Sodium Reactor

Fantasy, Fiction, Flirting, Fighting.

She said she dated me because I had words when other men didn't. She said she fell for me because I had words that teased and taunted and tickled her. Words she had to think about for more than two seconds. Words she had to turn over and check for references and entendre and insight.

She liked the ones I wrote and the ones I spoke aloud.

She said I made her feel things she didn't think she was capable of. Like lust for a human in real life, or the desire for a man to rub her butt.

It took two whole years before she admitted that she thought was asexual, rather than demisexual, and for her to admit that her brain liked my words first.

And then her body followed.

I utterly love her. I love her like I love my life But that insufferable cliche is insufficient for the sentiment. I've loved her even, and especially, when I didn't love my own life.

Writing is a skill. A muscle to be clenched and relaxed. Trained and built. She likes a lot of my muscles. I love her.

When I sat down, I thought of this like a stretch for that muscle. Like touching my toes or wrapping my arm in front of my chest. Like normal though, my clearest thoughts are my second and third.

This isn't a stretch.

This? All of this? This is a Flex

Find shorter thoughts at https://c.im/@NaClKnight

The following is an excerpt from a larger story I'm working on; it's seen only rough edits for readability and represents an acceptable 1st draft. I already know which wide swaths of this chapter need to change. But in the meantime, enjoy magic, powers, teamwork, witty dialogue, and a tense battle.


Staff Sergeant Tiffany Couch had never been so happy to watch a man plummet from the sky. It was a curious thing to even consider. But as the wiry man fell towards the earth, his dirty blonde hair tousled by the wind, she couldn't shake the unmistakable feeling that their situation would improve dramatically once he hit the ground. The Army veteran hunkered down behind an uprooted tree and watched.

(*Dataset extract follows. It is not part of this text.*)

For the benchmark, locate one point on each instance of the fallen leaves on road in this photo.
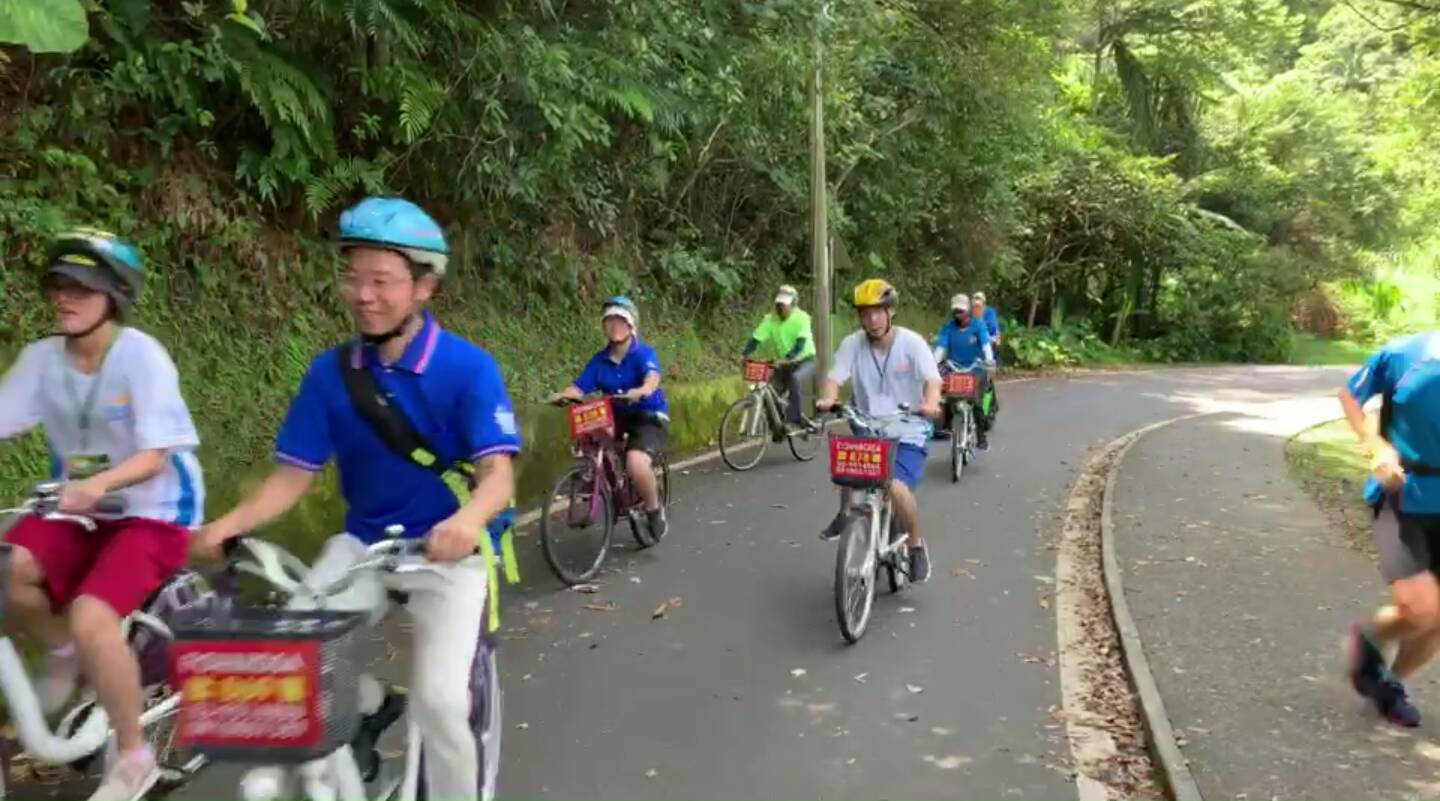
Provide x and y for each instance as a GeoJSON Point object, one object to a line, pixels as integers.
{"type": "Point", "coordinates": [1033, 659]}
{"type": "Point", "coordinates": [664, 608]}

The man turned over in midair, righting himself right before he hit the tree line. A translucent purple haze covered his body, slowing his descent until his feet grazed the mossy carpet of the frosty Colorado forest. Sergeant Couch sprinted at him, trusting her squad to keep the attention of the monster they'd attracted.

“Glad to have you, Major,” she said, her voice low and tense. “Did Joint Command fill you in on the situa-”

“Jeez, you look like shit.” The new arrival interrupted her, looking past her and into the dense woodland behind her. “MC2 mentioned an 'unidentified hostile mage.' Something about 'hard light.' I'll figure it out as I go.” He shrugged.

“That's not just 'some mage.' That's Verdict, the religious terrorist.” She explained. “He's one of those Manifestations,”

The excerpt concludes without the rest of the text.